Birgit Monteiro ist Stadträtin im Berliner Bezirk Lichtenberg. Sie ist stellvertretende Bürgermeisterin, ihr obliegen die Ressorts Stadtentwicklungsamt, Amt für Soziales und Wirtschaftsförderung. Eine Zuständigkeit, welche ihr erlaubt, darüber zu urteilen oder gar befinden, welche Gäste ein Gastwirt bewirtet oder nicht, ist aus dieser Ressortverteilung schwerlich abzuleiten. Birgit Monteiro trat 1987 in die SED von Honecker und seinen Genossen ein und verblieb dort auch nach der ersten Umbenennung zur »PDS« bis 1991. 1995 tauschte sie dann das dunkle Rot in ein etwas helleres Rot und trat in die SPD ein.

Vor einigen Tagen fand eine AfD-nahe interne Veranstaltung in einer Gaststätte in Lichtenberg statt. Weil sich unter den Gästen auch einige Personen des sogenannten Flügels befanden, schrillten die Alarmglocken beim Lichtenberger Bezirskamt offensichtlich besonders laut. Derart laut, dass die eine oder andere Vertreterin offensichtlich komplett die in der Zwischenzeit antrainierten politischen Verbalfloskeln vergessen hat und zurück auf den ursprünglich in der SED-Zeit vermittelten und erlernten Sprachschatz zurück greift.

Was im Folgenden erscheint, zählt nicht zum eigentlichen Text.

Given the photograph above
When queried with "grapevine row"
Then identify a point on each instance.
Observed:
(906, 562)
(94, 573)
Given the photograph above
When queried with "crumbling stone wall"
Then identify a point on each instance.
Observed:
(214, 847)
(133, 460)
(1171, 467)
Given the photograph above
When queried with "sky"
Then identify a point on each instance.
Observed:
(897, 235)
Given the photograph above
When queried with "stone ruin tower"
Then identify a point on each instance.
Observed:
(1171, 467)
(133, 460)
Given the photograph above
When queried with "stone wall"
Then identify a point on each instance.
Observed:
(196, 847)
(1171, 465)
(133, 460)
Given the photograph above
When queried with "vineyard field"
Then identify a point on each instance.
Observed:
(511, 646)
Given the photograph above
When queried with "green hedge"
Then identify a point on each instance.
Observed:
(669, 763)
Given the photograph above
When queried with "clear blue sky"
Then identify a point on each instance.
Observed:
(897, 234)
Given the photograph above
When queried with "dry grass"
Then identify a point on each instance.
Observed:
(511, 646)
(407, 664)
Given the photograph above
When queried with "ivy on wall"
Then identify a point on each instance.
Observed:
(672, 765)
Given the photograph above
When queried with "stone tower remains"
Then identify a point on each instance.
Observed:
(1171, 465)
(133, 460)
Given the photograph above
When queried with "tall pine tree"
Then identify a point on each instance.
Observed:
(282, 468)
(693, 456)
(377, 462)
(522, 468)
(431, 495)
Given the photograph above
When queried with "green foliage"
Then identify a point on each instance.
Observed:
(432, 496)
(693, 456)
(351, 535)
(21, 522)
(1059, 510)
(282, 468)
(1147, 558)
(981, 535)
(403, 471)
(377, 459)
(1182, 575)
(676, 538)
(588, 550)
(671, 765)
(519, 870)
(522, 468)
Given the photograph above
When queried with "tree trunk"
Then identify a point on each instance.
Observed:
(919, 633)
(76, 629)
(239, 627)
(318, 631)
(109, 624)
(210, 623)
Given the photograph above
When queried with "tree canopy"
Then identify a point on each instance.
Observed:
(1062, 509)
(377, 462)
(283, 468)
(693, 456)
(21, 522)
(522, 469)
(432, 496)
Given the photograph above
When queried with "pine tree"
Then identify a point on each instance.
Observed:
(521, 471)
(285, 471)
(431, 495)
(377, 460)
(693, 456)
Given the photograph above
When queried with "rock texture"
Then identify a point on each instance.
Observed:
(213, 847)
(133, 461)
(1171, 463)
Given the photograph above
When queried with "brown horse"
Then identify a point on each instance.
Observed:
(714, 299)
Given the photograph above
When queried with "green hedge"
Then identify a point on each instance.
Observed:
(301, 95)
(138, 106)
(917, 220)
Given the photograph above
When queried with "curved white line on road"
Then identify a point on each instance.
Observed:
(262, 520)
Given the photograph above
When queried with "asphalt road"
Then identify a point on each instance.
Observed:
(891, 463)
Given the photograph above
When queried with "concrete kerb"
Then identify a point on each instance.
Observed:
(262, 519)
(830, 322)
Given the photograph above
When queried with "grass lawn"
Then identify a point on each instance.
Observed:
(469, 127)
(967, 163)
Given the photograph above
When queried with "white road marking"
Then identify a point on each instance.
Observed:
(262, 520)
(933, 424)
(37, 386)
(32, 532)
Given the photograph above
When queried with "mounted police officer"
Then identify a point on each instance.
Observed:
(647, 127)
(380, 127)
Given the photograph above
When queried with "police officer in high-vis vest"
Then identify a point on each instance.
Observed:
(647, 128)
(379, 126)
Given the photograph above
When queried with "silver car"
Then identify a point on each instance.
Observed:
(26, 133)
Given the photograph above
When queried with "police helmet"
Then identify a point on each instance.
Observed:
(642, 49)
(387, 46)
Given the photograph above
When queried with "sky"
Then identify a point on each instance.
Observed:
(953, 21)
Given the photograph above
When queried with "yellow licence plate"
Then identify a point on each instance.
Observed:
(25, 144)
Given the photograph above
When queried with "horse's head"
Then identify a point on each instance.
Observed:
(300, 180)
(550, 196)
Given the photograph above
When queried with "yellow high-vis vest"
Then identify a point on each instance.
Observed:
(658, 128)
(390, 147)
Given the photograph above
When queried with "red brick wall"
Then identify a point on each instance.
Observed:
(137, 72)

Birgit Monteiro jedenfalls, die ehemalige SED-Parteigängerin, veröffentlichte auf einer linksextremistischen(!!) Plattform einen Tweet, in dem sie ankündigte, den Wirt zu einer »Nachbereitung« einladen zu wollen. Stasi-Mitarbeiter luden dereinst auch gerne mal ihrer Meinung nach unliebsame Personen zu einer Nachbereitung ein. Der Gastwirt sollte sich also nicht wundern, wenn demnächst ein unauffälliges Fahrzeug mit zwei unauffällig gekleideten Personen vor seinem Haus vorfährt, um ihn zu einem Gespräch »zur Klärung eines Sachverhalts« im Auftrag von Birgit Monteiro abzuholen.